# wolfsbarsch in der bretagne



## jd (5. Dezember 2002)

würde gerne meinen sommerurlaub in der bretagne verbringen. habe gehört, dass man hier sehr gut auf wolfsbarsch fischen kann.

kennt sich da einer von euch aus? würde schon gern an einen ort fahren, an dem sich das fischen lohnt.


----------



## Mühle (8. Dezember 2002)

Hi Jd,

gib mal Deine Suchwörter in die Suchfunktion des AB ein. Ich meine, das Thema hätten wir schon mal ab und zu gehabt.
Ich kann dazu folgendes sagen: Wir waren 1999 im Sommer in der Bretagne (Le Pouldu) und angelten mit Erfolg von der Felsküste aus. 
Köder waren Seeringel- oder Wattwürmer, die wir am Grund anboten. Gefangen haben wir Lippfische, Wolfsbarsche, kleinere Dorschartige und ein einheimischer Angler fing auf Fischfetzen sogar mal einen Conger von gut einem Meter vom Ufer aus.
Schwierig ist das Angeln dort allerdings, weil man in den Felsklippen sehr viele Hänger bekommt. Abrrissmontagen sind daher Pflicht. Am besten man sucht sich sanige Plateaus zwischen Felspartien.
 Mit Spinnfischen auf Wolfsbarsche vom Ufer habe ich leider keine Erfahrung, ist aber sicher auch möglich, wenn die Fische dicht genug unter Land kommen.

Gruß Mühle


----------



## Geraetefetischist (9. Dezember 2002)

Hi,
Als Beifang beim Brandungsangeln hatten wir dort auch mal einen. Ob sich das Gezielte angeln mit der Brandungsrute lohnt? -  Keine Ahnung. Die Franzosen angeln meist mit der Spinnrute und Wobblern. 
Ich meine, das die Erfolge an der Nordküste besser waren.
Kann aber auch am Wetter gelegen haben.
Just Monsters
Holger


----------



## jd (9. Dezember 2002)

spinnfischen wär mir schon das liebste. als kind hab ich mal auf der ile de re einem franzosen zugeschaut, der hat im hafen fett abgeräumt. die barsche standen unter den booten. 

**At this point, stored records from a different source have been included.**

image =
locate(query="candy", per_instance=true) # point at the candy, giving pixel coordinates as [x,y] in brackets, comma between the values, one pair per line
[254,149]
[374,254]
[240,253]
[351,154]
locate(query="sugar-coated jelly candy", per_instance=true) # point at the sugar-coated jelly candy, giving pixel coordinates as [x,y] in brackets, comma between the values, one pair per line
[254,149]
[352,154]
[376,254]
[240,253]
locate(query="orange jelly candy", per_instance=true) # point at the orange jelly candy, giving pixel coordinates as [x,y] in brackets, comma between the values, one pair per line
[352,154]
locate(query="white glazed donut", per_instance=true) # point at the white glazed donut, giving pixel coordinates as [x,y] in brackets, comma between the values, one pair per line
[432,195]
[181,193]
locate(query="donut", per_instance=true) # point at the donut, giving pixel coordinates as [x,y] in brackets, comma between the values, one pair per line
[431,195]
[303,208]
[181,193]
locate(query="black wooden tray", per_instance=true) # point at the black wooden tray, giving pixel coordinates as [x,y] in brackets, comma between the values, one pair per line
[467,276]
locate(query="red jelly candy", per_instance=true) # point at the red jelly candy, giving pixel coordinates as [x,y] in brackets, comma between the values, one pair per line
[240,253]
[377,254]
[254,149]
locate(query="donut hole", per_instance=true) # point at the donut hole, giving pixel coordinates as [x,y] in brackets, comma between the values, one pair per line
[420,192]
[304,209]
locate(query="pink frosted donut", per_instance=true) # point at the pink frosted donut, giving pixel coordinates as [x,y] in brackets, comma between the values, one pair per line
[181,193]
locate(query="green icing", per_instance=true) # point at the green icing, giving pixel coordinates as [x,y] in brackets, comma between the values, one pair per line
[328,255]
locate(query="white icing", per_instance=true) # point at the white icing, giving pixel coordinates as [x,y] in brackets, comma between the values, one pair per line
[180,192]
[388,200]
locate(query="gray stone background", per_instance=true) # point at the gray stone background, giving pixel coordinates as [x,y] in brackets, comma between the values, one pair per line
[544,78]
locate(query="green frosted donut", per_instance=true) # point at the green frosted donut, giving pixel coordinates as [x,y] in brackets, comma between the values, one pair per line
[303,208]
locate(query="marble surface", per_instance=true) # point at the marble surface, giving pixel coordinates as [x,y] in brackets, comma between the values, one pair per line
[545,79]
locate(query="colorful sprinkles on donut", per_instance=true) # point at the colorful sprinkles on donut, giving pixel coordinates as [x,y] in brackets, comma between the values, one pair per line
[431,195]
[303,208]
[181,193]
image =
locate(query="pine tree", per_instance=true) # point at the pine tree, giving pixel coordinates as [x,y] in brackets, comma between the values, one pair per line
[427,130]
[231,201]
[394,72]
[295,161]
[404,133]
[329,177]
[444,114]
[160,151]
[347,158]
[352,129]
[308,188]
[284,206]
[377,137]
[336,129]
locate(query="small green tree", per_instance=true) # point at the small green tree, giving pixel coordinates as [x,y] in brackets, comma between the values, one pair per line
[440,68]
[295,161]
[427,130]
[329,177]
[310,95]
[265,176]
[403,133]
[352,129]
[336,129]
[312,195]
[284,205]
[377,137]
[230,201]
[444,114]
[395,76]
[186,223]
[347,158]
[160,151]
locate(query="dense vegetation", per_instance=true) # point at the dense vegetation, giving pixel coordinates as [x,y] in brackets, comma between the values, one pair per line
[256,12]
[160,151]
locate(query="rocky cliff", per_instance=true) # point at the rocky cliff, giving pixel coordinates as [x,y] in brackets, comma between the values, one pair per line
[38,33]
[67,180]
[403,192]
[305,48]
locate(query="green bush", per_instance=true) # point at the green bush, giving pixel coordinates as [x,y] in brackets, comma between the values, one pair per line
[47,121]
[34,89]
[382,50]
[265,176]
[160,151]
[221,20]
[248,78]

weiß aber nicht mehr, welcher hafen das war. ist schon ne weile her und man weiß ja außerdem auch nicht, ob die fische nach 20 jahren noch da sind.


----------



## Mühle (9. Dezember 2002)

> man weiß ja außerdem auch nicht, ob die fische nach 20 jahren noch da sind.



Aber wenn, dann dürften sie außerordentlich fett geworden sein! :q  :q  :q 

Gruß Mühle


----------